I have anticipated the advent of the new generation of integral-field spectrograph by publishing stellar velocity fields of barred galaxies (Wozniak & Pfenniger 1997). We were able to explain wavy patterns of SB0 rotation curves. In particular, we emphasized the role of retrograde orbits, always present in our models (between 17 and 30% in mass). We also showed that a counter‑rotating stellar component is not always the sign of a past interaction or merging event since some models intrinsically display counter‑rotating regions.

Each stationary self‑consistent model used in the above studies has been computed with Schwarzschild’s technique (1979). We greatly improved this computational technique (Wozniak & Pfenniger 1997). We obtained an amazing result with a model that minimizes total |L_{z}|. Indeed, the **distribution function is similar to that obtained with N‑body codes** after an evolution of ~5 Gyr. Such similarity could be due to the fact that minimization of |L_{z}| favors elliptical orbits aligned with the bar. However, this does not explain why the other components, especially the stellar population which crosses the corotation radius, are also present with the same proportions than in N‑body simulations.

Chaos properties of our self‑consistent models have been studied using Kolmogorov‑Sinai h_{KS }entropy. We mapped the spatial distribution of h_{KS} that allows separating regions dominated by chaos from those containing essentially regular orbits (Wozniak & Pfenniger 1999). One of our results concerns the model that shares the same distribution function than N‑body simulations. This model shows a peak of chaos between x_{1} and Lagrangian orbits, a region where strong stellar bars are often more rectangular than elliptical (Athanassoula et al 1990). This emphasizes **the role of Lagrangian orbits** in the bar morphology. Finally, most models contain **semi‑chaotic orbits** enclosed inside corotation, which confirms former results (Wozniak 1991, 1994).

##### Figure 1: Spatial distribution of Kolmogorov-Sinai entropy in stationary self‑consistent models (Wozniak & Pfenniger 1999). Weak chaotic regions are blue while strong chaotic regions are yellow. Min (|Lz|) model has a distribution function similar to N‑body models.

During the last decade, N‑body simulations, including gas and rudimentary large scale star formation recipes have widely contributed to a better knowledge of the evolution of galaxies along the Hubble sequence. For instance, they proved the role of bars not only on morphological changes but also on star formation rates and spatial distribution of HII regions. However when one compares the results of these N-body simulations with real observations, the M/L ratio is implicitly assumed to be constant over the whole galaxy. This is in complete contradiction with color gradients and could introduce a bias when one uses ‘observational’ tools to determine fundamental parameters like the length of the bar in N-body simulations.

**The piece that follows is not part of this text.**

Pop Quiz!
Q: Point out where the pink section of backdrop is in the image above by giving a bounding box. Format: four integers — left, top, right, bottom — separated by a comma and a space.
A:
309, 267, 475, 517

We have thus ‘calibrated’ some typical simulations of disc galaxies (Michel-Dansac & Wozniak 2004). Several luminosity‑weighted observable quantities (e.g. isophotal diameters) can be studied in parallel with dynamical ones (e.g. resonance locations). Coupling of our chemodynamical code (a much more simplified version than the current one) with stellar population synthesis and spectrophotometric evolutionary models (Bruzual & Charlot 1993) has **clarified the interplay between dynamics, star formation and observation limits**. For barred galaxies, we recently published a dedicated paper (Michel-Dansac & Wozniak 2006). We have applied several observational criteria to determine bar lengths and ellipticities to chemodynamical simulations and compared with the location of resonances or the value of bar strengths determined by gravitational forces. We have shown that the minimum of ellipticity located just outside the bulk of the bar is correlated with corotation whereas the location of the Ultra Harmonic Resonance can be approximated using the end of the position-angle plateau of bar isophotes. We have given evidence that the classification of slow/fast bars, based on **the ratio R = R _{CR}/R_{bar} could increase from 1 (fast bar) to 1.4 (slow bar) just by a change of method**. This has dramatic consequence on the debate about the shape and concentration of dark matter halos in barred galaxies.

Figure 2: sketch of the photometry calibration of our N‑body + gas + star formation simulations.

Figure 3: Example of a calibration of an N‑body + gas + star formation simulation. Top frames: mass density evolution and rest frame flux calibration. Two bottom frames: simulations of HST images for two different scenarios where the SFR maximum is located at resp. z=1 and 1.6. Cosmological effects (dimming, K‑correction etc.) are taken into account as well as instrumental ones (e.g. WFPC2 noise) (Michel‑Dansac & Wozniak 2001c).